By extending lower tax rates for nearly all Americans, the deal would leave tax revenue about $3.7 trillion lower than if the rates had reset at higher levels.
In addition to permanently extending tax cuts enacted during the George W. Bush administration for 114 million households, the deal calls for a permanent fix for the alternative minimum tax, which would otherwise hit nearly 30 million taxpayers for the first time when they file their 2012 returns.
It would extend for five years tax credits for college tuition and the working poor, which were enacted as part of Obama’s 2009 economic stimulus package, benefiting 25 million low-income families.
Businesses would see a variety of popular tax breaks extended through 2013, including a credit for research that primarily benefits high-tech companies and an investment write-off that helps manufacturers.

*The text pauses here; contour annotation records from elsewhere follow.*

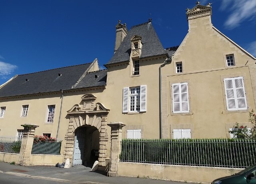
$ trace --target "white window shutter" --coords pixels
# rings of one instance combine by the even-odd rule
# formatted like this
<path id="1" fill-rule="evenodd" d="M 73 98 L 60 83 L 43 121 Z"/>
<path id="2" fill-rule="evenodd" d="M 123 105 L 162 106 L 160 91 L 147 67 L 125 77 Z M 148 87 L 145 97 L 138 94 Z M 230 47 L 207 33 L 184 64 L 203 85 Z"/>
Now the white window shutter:
<path id="1" fill-rule="evenodd" d="M 182 138 L 181 129 L 173 129 L 173 138 L 181 139 Z"/>
<path id="2" fill-rule="evenodd" d="M 237 78 L 235 78 L 234 80 L 238 108 L 239 109 L 247 109 L 243 78 L 242 77 Z"/>
<path id="3" fill-rule="evenodd" d="M 187 82 L 180 84 L 180 96 L 181 110 L 182 112 L 189 112 L 189 106 L 188 105 L 188 92 Z"/>
<path id="4" fill-rule="evenodd" d="M 224 85 L 228 110 L 236 110 L 235 90 L 233 85 L 233 80 L 230 78 L 224 79 Z"/>
<path id="5" fill-rule="evenodd" d="M 180 111 L 179 84 L 172 84 L 172 108 L 173 112 Z"/>
<path id="6" fill-rule="evenodd" d="M 224 85 L 228 110 L 247 110 L 243 77 L 225 78 Z"/>
<path id="7" fill-rule="evenodd" d="M 172 86 L 173 112 L 189 112 L 188 83 L 173 84 Z"/>
<path id="8" fill-rule="evenodd" d="M 128 112 L 129 104 L 129 88 L 124 88 L 123 90 L 123 110 L 122 112 Z"/>
<path id="9" fill-rule="evenodd" d="M 230 128 L 229 129 L 229 131 L 232 131 L 233 130 L 233 128 Z M 232 133 L 229 133 L 230 134 L 230 138 L 234 138 L 234 134 L 232 134 Z"/>
<path id="10" fill-rule="evenodd" d="M 182 129 L 181 134 L 182 138 L 191 139 L 191 130 L 190 129 Z"/>
<path id="11" fill-rule="evenodd" d="M 141 112 L 147 111 L 147 85 L 140 86 L 140 110 Z"/>
<path id="12" fill-rule="evenodd" d="M 133 130 L 127 130 L 127 138 L 133 138 Z"/>

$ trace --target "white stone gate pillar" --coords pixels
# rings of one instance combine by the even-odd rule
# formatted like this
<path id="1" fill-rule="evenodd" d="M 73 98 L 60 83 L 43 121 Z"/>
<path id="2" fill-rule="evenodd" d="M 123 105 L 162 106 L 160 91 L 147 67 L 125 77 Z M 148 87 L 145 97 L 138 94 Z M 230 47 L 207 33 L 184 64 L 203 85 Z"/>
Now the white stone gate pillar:
<path id="1" fill-rule="evenodd" d="M 121 122 L 111 122 L 108 124 L 111 128 L 110 168 L 108 173 L 109 176 L 118 176 L 119 154 L 121 153 L 122 129 L 125 126 Z"/>
<path id="2" fill-rule="evenodd" d="M 24 127 L 24 130 L 18 164 L 22 166 L 29 166 L 35 131 L 36 128 L 39 126 L 29 124 L 21 125 Z"/>

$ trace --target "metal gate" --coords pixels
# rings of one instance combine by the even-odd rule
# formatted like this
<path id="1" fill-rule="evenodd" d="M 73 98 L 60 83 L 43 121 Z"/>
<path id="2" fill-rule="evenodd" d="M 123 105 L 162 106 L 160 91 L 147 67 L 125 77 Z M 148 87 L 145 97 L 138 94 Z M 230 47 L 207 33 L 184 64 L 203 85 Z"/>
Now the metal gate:
<path id="1" fill-rule="evenodd" d="M 75 144 L 73 154 L 73 166 L 81 165 L 84 154 L 85 132 L 82 129 L 78 130 L 75 136 Z"/>

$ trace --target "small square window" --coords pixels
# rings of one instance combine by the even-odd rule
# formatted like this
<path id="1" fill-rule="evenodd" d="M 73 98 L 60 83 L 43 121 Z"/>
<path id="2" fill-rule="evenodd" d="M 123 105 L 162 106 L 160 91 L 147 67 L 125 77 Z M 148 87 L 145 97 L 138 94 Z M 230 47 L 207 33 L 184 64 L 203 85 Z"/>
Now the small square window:
<path id="1" fill-rule="evenodd" d="M 43 134 L 43 136 L 44 137 L 47 137 L 50 138 L 51 137 L 51 134 Z"/>
<path id="2" fill-rule="evenodd" d="M 6 107 L 1 107 L 1 111 L 0 112 L 0 118 L 3 118 L 5 112 Z"/>
<path id="3" fill-rule="evenodd" d="M 182 73 L 182 63 L 179 62 L 176 63 L 176 73 Z"/>
<path id="4" fill-rule="evenodd" d="M 55 105 L 48 106 L 48 117 L 47 118 L 47 122 L 53 122 L 53 118 L 54 117 L 55 111 Z"/>
<path id="5" fill-rule="evenodd" d="M 28 105 L 22 106 L 22 116 L 26 116 L 28 114 Z"/>
<path id="6" fill-rule="evenodd" d="M 233 54 L 226 56 L 226 59 L 227 60 L 227 66 L 228 66 L 235 65 L 235 60 L 234 60 Z"/>
<path id="7" fill-rule="evenodd" d="M 137 75 L 140 74 L 140 60 L 133 61 L 133 71 L 132 75 Z"/>

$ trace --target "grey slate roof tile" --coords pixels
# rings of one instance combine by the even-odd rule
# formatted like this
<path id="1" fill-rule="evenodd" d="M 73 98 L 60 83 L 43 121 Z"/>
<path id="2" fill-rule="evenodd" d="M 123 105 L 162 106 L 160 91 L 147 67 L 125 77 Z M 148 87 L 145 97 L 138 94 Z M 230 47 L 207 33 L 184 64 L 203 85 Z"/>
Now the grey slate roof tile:
<path id="1" fill-rule="evenodd" d="M 140 58 L 166 54 L 151 22 L 146 22 L 131 28 L 119 48 L 106 65 L 130 60 L 131 52 L 130 39 L 134 35 L 142 37 L 142 46 Z"/>
<path id="2" fill-rule="evenodd" d="M 106 86 L 107 70 L 102 70 L 88 73 L 74 89 Z"/>
<path id="3" fill-rule="evenodd" d="M 0 97 L 71 89 L 91 64 L 90 63 L 18 75 L 0 88 Z M 61 75 L 59 76 L 59 74 Z M 83 78 L 76 88 L 78 86 L 80 88 L 88 87 L 90 85 L 96 86 L 98 84 L 101 85 L 104 82 L 106 84 L 106 81 L 94 83 L 88 77 L 85 78 L 89 80 L 88 82 Z M 26 81 L 26 79 L 28 80 Z"/>

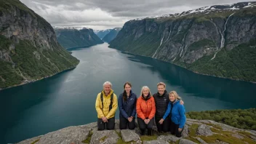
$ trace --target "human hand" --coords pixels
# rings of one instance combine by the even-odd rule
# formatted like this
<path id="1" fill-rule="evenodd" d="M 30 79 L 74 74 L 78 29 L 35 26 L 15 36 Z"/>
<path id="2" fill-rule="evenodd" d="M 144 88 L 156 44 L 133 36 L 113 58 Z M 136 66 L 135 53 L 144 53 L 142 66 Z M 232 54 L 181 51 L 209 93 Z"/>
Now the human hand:
<path id="1" fill-rule="evenodd" d="M 148 124 L 148 119 L 144 119 L 144 122 L 145 124 Z"/>
<path id="2" fill-rule="evenodd" d="M 147 119 L 147 124 L 149 123 L 151 120 L 149 119 Z"/>
<path id="3" fill-rule="evenodd" d="M 162 124 L 163 122 L 164 122 L 164 119 L 161 119 L 160 121 L 159 121 L 159 124 Z"/>
<path id="4" fill-rule="evenodd" d="M 102 119 L 103 119 L 103 122 L 108 122 L 108 119 L 105 116 L 103 117 Z"/>
<path id="5" fill-rule="evenodd" d="M 177 130 L 179 131 L 179 132 L 180 132 L 183 130 L 183 129 L 179 128 Z"/>
<path id="6" fill-rule="evenodd" d="M 132 122 L 132 116 L 128 118 L 128 121 L 129 121 L 129 122 Z"/>

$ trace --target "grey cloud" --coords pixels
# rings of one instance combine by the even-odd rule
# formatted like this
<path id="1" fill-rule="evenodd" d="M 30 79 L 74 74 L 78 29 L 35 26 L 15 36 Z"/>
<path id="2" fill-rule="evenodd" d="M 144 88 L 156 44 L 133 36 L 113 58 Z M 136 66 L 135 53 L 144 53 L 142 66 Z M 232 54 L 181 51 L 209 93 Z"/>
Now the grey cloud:
<path id="1" fill-rule="evenodd" d="M 20 0 L 52 25 L 121 27 L 125 20 L 245 0 Z"/>

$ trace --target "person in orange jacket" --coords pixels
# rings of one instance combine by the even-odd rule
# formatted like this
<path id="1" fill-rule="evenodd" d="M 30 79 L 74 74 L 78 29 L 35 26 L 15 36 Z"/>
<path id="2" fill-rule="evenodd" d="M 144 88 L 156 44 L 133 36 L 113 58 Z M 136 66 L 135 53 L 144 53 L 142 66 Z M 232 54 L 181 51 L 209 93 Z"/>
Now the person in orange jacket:
<path id="1" fill-rule="evenodd" d="M 156 105 L 151 90 L 147 86 L 141 89 L 140 97 L 136 103 L 137 124 L 141 135 L 145 135 L 145 129 L 148 129 L 148 135 L 152 135 L 153 117 L 156 113 Z"/>

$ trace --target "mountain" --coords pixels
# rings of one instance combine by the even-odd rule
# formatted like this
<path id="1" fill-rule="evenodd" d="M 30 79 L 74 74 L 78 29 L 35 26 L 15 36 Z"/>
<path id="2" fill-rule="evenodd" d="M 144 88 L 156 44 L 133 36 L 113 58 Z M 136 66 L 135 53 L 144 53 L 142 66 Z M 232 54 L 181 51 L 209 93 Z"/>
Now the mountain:
<path id="1" fill-rule="evenodd" d="M 52 76 L 79 61 L 51 25 L 18 0 L 0 0 L 0 89 Z"/>
<path id="2" fill-rule="evenodd" d="M 205 7 L 127 22 L 110 47 L 193 72 L 256 81 L 256 2 Z"/>
<path id="3" fill-rule="evenodd" d="M 87 28 L 55 28 L 57 41 L 65 48 L 81 47 L 103 44 L 103 41 Z"/>
<path id="4" fill-rule="evenodd" d="M 104 38 L 103 39 L 103 41 L 109 43 L 111 41 L 112 41 L 113 39 L 116 38 L 117 33 L 119 33 L 121 29 L 121 28 L 113 28 L 104 36 Z"/>
<path id="5" fill-rule="evenodd" d="M 95 31 L 96 32 L 95 33 L 97 34 L 97 36 L 99 36 L 99 38 L 100 39 L 103 39 L 104 36 L 108 34 L 110 31 L 111 31 L 111 29 L 107 29 L 107 30 L 95 30 Z"/>

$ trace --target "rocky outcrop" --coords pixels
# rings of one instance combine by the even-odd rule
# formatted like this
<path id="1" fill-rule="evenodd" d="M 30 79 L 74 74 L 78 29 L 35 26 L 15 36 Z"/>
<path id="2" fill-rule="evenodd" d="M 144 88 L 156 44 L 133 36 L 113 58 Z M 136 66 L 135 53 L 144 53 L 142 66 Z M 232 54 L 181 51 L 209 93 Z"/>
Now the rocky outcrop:
<path id="1" fill-rule="evenodd" d="M 57 40 L 65 48 L 89 47 L 103 41 L 91 28 L 55 28 Z"/>
<path id="2" fill-rule="evenodd" d="M 0 1 L 0 88 L 75 68 L 51 25 L 19 0 Z"/>
<path id="3" fill-rule="evenodd" d="M 256 59 L 255 9 L 255 2 L 242 2 L 130 20 L 110 47 L 199 73 L 256 81 L 249 62 Z"/>
<path id="4" fill-rule="evenodd" d="M 146 137 L 140 135 L 137 127 L 135 130 L 119 129 L 119 121 L 116 119 L 115 129 L 97 131 L 97 123 L 90 123 L 81 126 L 66 127 L 44 135 L 25 140 L 17 144 L 23 143 L 255 143 L 252 137 L 256 137 L 256 132 L 234 128 L 225 124 L 208 120 L 194 120 L 188 119 L 185 126 L 188 135 L 184 135 L 179 138 L 169 133 L 159 133 L 153 126 L 153 135 Z M 207 127 L 207 128 L 206 128 Z M 229 130 L 223 130 L 228 127 Z M 197 131 L 204 131 L 204 128 L 211 129 L 214 135 L 205 132 L 198 134 Z"/>
<path id="5" fill-rule="evenodd" d="M 202 124 L 197 128 L 196 134 L 198 135 L 211 136 L 212 135 L 212 132 L 209 127 L 206 124 Z"/>

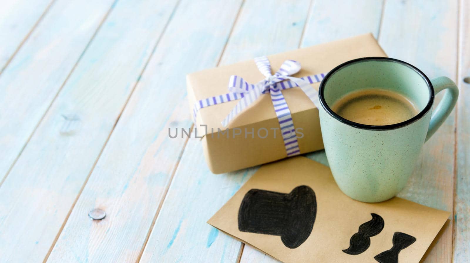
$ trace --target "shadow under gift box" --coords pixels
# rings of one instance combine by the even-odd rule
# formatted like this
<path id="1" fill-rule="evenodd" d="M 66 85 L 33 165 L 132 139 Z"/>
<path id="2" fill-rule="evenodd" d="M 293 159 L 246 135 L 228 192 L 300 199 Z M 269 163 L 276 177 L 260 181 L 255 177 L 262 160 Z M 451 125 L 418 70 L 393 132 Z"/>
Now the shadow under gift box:
<path id="1" fill-rule="evenodd" d="M 326 74 L 346 61 L 369 56 L 386 56 L 372 34 L 267 57 L 271 63 L 272 74 L 279 70 L 286 60 L 300 62 L 302 69 L 293 77 L 301 77 Z M 252 59 L 188 74 L 186 79 L 191 115 L 196 101 L 228 93 L 228 81 L 231 75 L 240 76 L 252 84 L 265 77 Z M 312 85 L 318 90 L 320 83 Z M 283 90 L 282 92 L 298 132 L 300 154 L 323 149 L 318 109 L 298 87 Z M 268 93 L 261 95 L 239 113 L 228 126 L 223 127 L 221 122 L 239 101 L 206 107 L 197 112 L 195 127 L 197 128 L 197 136 L 204 135 L 201 141 L 204 157 L 207 165 L 214 173 L 258 165 L 287 156 L 279 121 Z"/>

The long-term unemployed could count on receiving emergency benefits for another year, at a cost of about $30 billion.
And doctors would be spared a 27 percent cut in Medicare reimbursements set to take effect in January — although the $30 billion cost of that extension would be covered by cutting other health-care programs.
The last last piece of the puzzle to fall into place was the sequester, which would be delayed until early March under an agreement to raise $12 billion in new tax revenue and $12 billion in fresh savings from the Pentagon and domestic programs.
Most of the deal had been locked down in a phone call between Biden and McConnell shortly before 1 a.m. Monday.
But at 6:30 a.m., McConnell’s phone rang again. The White House was unhappy with a tentative agreement for handling the sequester.
Those cuts were adopted in the summer of 2011 after an epic battle over the federal borrowing limit. At the time, Boehner insisted on identifying spending cuts equal in size to the increase in the debt limit, which was lifted by $2.1 trillion. About half the savings came in the form of limits on agency budgets over the next 10 years. The rest — about $1.2 trillion over the next decade, including interest savings — would begin on Wednesday, striking every federal account evenly, across the board.
With negotiators focused on how to prevent taxes from rising, the sequester had been largely forgotten. Enter Defense Secretary Leon E. Panetta and other senior Pentagon officials, who mounted an intense campaign over the past two days to spare the military, warning lawmakers that 800,000 civilian jobs were at risk.
Suddenly, the sequester was back on the table. The White House at first sought a two-year delay, which would have added more than $200 billion to budget deficits. Republicans demanded new spending cuts and offered $120 billion in options.
As the talks continued, Obama appeared at the White House, demanding in a campaign-style event that any plan to pay for the sequester must be “balanced.”
“That means the revenues have to be part of the equation in turning off the sequester and eliminating these automatic spending cuts,” he said.
The announcement angered Republicans; a top aide to McConnell tweeted that Obama had just “moved the goalpost.”
Soon after, McConnell appeared on the Senate floor to plead for the deal to move forward.
“Let’s take what’s been agreed to and get moving. The president wants this, members of Congress want to protect taxpayers and we can get it done now,” McConnell said. “We must do this.”


Rosalind S. Helderman and Ed O’Keefe contributed to this report.